Head back a couple of decades and choice at the very top of the car market was pretty much limited to two duopolies.
If you wanted supercar thrills then it was a coin toss between Ferrari and Lamborghini; if you needed a pluto-barge to whisk you to the stock exchange it would wear either a Bentley or a Rolls-Royce badge.
Other challengers came and went and some managed to exist around the fringes. But choice was limited and volumes were tiny; before the DB7 was launched Aston’s annual sales never broke into four figures, and sometimes struggled to reach three.
But if you’re in the lucky position to have north of $500,000 burning a large hole in your pocket, the world is your bivalve mollusc. The global population of so-called High and Ultra High Net Worth Individuals has increased dramatically, and so have the number of ways for them to spend their cash. Bentley has broken the 10,000 annual sales barrier, Ferrari sold 8000 cars last year, Aston managed 5000 and Rolls-Royce, Lamborghini and McLaren – the last of which didn’t exist as an auto maker a decade ago – all moved more than 3000 units.
Limited runs and specials from Premier Cru brands routinely sell out before they are officially announced or even seen. No wonder that other players now want to get a piece of the action.
Brabham Automotive marks the return of a very famous name, and the prospect of Australian production of the forthcoming BT62 hypercar, which promises 522kW and enough downforce to give it the theoretical capability to operate upside down. But although it looks like a road car, the fledgling company admits it has been designed with the requirements of production-based GT racing in mind.
The run of 70 are going to be sold for track use only, and with a very serious $1.8m pricetag.
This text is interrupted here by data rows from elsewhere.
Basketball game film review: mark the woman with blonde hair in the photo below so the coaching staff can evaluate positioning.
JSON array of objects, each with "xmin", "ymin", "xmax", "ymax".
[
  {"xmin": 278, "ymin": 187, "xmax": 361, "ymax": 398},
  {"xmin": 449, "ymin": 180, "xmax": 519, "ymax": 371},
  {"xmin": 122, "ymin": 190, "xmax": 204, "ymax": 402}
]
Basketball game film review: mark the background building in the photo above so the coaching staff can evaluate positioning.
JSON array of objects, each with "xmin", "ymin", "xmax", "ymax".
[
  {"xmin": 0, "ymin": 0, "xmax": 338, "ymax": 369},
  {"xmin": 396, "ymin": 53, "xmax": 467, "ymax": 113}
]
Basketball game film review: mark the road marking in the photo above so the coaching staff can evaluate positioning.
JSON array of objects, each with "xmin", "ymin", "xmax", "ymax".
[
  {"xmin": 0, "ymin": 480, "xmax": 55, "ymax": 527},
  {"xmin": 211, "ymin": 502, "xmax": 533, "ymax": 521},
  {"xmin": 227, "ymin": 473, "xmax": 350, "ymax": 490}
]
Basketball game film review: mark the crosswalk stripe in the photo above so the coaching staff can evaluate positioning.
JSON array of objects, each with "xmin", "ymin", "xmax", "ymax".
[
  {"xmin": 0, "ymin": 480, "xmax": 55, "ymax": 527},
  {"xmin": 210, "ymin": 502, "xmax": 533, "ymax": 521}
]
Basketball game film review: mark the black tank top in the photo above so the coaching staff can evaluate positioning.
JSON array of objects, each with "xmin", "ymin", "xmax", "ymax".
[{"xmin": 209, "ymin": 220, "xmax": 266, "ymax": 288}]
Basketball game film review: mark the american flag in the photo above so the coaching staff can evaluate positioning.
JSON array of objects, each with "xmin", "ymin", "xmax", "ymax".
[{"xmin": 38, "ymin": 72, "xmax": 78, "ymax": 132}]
Despite the racing pedigree of the Brabham name, that’s a huge ask for a car that buyers won’t be able to drive home in.
Yet the forthcoming Pininfarina PF0 makes the Brabham look like a safe bet. The famous Italian carozzeria’s first own-label model is going to be an EV that shares its underpinnings with the Rimac C_Two, but which looks likely to be sold with a premium over its Croatian sister; the company is suggesting a price of around $3.3m.
Pininfarina is being coy about exact production targets, but has dropped some hints that it hopes to make around 90 of them. Despite the lustre of Pininfarina’s famous name – the brand now owned by India’s Mahindra – finding customers for so many cars is going to be a serious challenge. As Jolyon Nash, McLaren’s sales and marketing director said recently, “I’ve never had a customer ask me for an electric car. Ever.”
The established players have all fought hard to get where they are. The start-ups seem to be betting on what is still a rising market, and picking up customers who haven’t managed to get into limited editions from the better-known brands, but even a flood tide is going to struggle to lift some of these shiny new vessels.
Not so high lux
As the bigger luxury brands have become the top-drawer equivalent of volume players, so some companies have demonstrated the logic of staying small. Koenigsegg has made fewer than 300 cars throughout two decades of production, while Pagani only builds around 50 a year. Both know their customer base exceptionally well and enjoy lots of repeat business. More importantly, both are profitable.